Living with relatives? Weigh these possibilities
An in-law suite might save you money on assisted living, but don’t forget to think about what your relative might need, physically and emotionally. For instance:
- How accessible will the unit be? If you’re planning this space with a younger relative or tenant in mind, this may not be an issue. But for aging parents or people with disabilities, the ground floor is best. The space also should have “aging in place” features such as an open floor plan, wider doorways (at least 36 inches), and accommodations to the bathroom and kitchen, such as a microwave at counter height, grab bars near the toilet and in the shower, and a handheld showerhead.
- How long will this arrangement last? Older relatives may have medical issues that escalate quickly. Anticipate that your plans for this space may change within three to five years, Mark Swinson says. He suggests that homeowners ask themselves: “How do I utilize the space to best fit my family’s needs now, with the consideration that this is probably going to change pretty soon?”

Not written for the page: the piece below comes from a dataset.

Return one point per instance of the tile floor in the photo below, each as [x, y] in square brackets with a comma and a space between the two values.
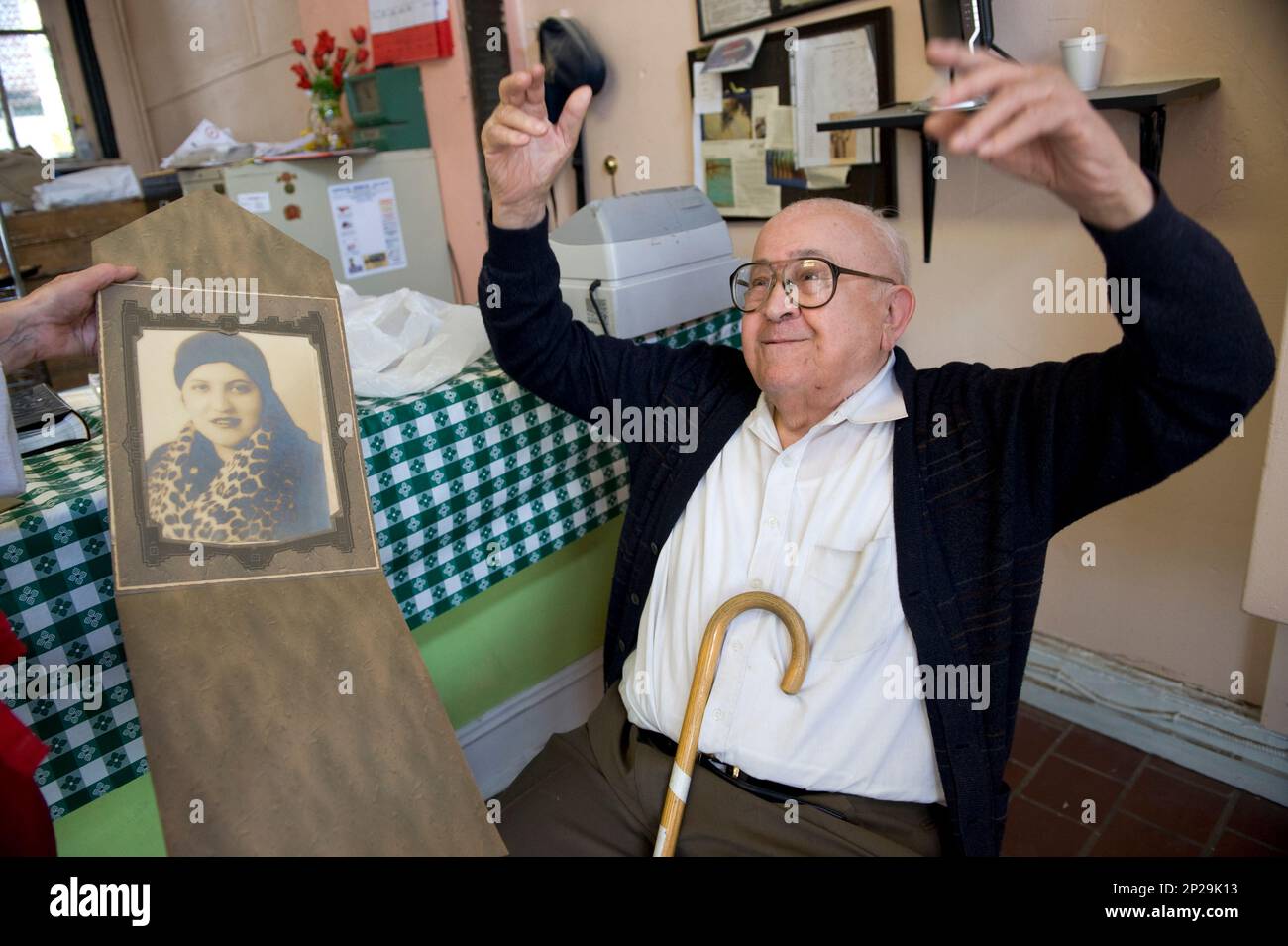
[1144, 804]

- What are everyone’s expectations? Intergenerational living isn’t suitable for everyone, particularly when family members have different ideas of what the living arrangement will be, Kathryn Watson, author of Help! My Parents Are Aging, told AgingCare.com. For instance, if your relative expects everyone to have dinner together each night and your job or social life brings you home later, everyone should discuss that, along with who will be responsible for transportation and assorted living costs.

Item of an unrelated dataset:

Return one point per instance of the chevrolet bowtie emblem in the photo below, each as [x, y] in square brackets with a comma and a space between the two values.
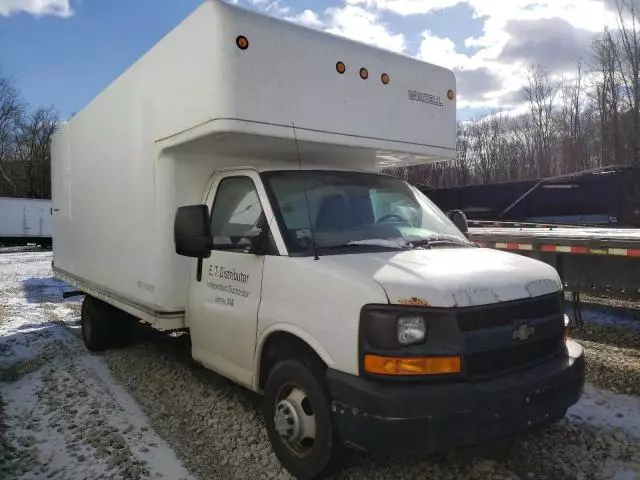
[523, 332]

Inviting someone to live in your home is a huge endeavor, even when you’re not adding square footage or retrofitting your space. While an in-law suite may save your family money in the short term — or enable you to earn extra rental income — be sure to evaluate whether this suits your family’s lifestyle over the long-term.
“We’ve seen where younger people had brought their mother or father into their home, but their mother or father couldn’t stand all the confusion that was going on, even in a mother-in-law suite, and decided to leave the home and go to assisted living,” Karen Swinson says. “You don’t really know as a family how it’s going to play out until you try it.”